Let's be considerate of the families. These people were trying to do something they thought important.
They were getting real life evidence.
And they Have suffered a tragedy. We should be sympathetic.

May 1, 2015 at 12:33 PM | Unregistered CommenterMCourtney

It is a tragedy for their families and my sympathies are with them, but I have no doubt whatsoever that WWF will attempt to gain as much propaganda as possible from these events.

May 1, 2015 at 12:37 PM | Unregistered CommenterTerryS

It is indeed sad and I don't see that including the story here adds anything to the climate debate, but it does give us a vehicle to register our sincere condolences to their next of kin.

May 1, 2015 at 12:38 PM | Unregistered CommenterFarleyR

Open water, "tropical" report on the 28th, drowning. They will be abused in death as martyrs of ever accelerating warming.

May 1, 2015 at 12:57 PM | Registered Commenteromnologos

It is a reminder that the Arctic is no playground.

Any expeditions need to be professionally organised, with no unnecessary chances taken.

Perhaps the Dutch govt will make a full and proper investigation, and if necessary take appropriate action against WWF for endangering lives.

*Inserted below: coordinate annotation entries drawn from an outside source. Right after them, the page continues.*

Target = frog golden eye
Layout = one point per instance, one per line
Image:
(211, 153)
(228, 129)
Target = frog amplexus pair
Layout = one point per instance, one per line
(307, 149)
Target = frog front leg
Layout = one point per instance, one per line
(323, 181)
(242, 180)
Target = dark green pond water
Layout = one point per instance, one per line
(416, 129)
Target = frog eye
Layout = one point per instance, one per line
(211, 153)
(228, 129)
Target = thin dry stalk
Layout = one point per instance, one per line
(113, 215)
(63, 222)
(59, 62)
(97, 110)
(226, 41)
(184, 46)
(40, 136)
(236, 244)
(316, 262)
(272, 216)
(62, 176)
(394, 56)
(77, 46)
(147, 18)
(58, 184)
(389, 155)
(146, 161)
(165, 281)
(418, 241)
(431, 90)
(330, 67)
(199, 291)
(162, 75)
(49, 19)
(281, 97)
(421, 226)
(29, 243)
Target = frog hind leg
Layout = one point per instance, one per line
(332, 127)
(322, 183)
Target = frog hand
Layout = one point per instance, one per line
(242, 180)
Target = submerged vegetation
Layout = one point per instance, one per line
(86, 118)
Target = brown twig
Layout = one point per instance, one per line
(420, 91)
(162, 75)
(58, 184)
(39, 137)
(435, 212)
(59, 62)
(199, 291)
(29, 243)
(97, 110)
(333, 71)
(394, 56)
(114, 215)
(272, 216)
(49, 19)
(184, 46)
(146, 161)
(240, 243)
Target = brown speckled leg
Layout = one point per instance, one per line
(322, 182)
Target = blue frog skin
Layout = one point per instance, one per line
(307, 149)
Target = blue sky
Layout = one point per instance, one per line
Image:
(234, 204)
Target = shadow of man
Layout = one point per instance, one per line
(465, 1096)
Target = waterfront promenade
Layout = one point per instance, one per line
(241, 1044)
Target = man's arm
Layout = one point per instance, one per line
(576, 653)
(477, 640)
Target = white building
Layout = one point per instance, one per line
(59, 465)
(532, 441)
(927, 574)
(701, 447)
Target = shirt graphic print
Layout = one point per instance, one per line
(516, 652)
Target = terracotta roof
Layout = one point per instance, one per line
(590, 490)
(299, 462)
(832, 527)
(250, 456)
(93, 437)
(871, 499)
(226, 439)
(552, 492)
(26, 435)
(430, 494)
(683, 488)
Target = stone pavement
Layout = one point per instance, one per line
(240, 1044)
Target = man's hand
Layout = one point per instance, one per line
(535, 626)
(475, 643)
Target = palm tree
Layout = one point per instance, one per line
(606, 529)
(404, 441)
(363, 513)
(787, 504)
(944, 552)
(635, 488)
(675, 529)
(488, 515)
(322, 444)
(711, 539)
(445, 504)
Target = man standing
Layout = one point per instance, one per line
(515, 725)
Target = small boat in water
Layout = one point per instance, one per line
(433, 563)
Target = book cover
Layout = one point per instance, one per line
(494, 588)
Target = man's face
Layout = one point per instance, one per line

May 1, 2015 at 1:27 PM | Unregistered CommenterPaul Homewood

Also two sleds were found. One on the ice, partly unpacked. The other in the open water. The plane returned with no more news of Marc and Philip then that the sleds were found and that the open-water-ice conditions are too dangerous for either a helicopter or a plane to land.

Surely they wouldn't be so crass?

Surely nobody could be so crass?

May 1, 2015 at 1:31 PM | Unregistered CommenterGeckko

Sad.

May 1, 2015 at 1:53 PM | Unregistered CommenterTinyCO2

My condolences to their families.

Pointman

May 1, 2015 at 1:58 PM | Unregistered CommenterPointman

Paul Homewood

+1

It reminds me of free climbers and base jumpers - as far as I'm concerned (having worked up there on various expeditions) - these folks challenged nature and you don't do that up there and think for a moment that it's a forgiving environment... Even the Inuit come unstuck 'pon occasion.

If WWF canonise these guys and offer the the deed up as selfless sacrifice - then they'll drop even lower is my estimation than the the lowly regard I hold them in already - not that that'd bother them a jot.....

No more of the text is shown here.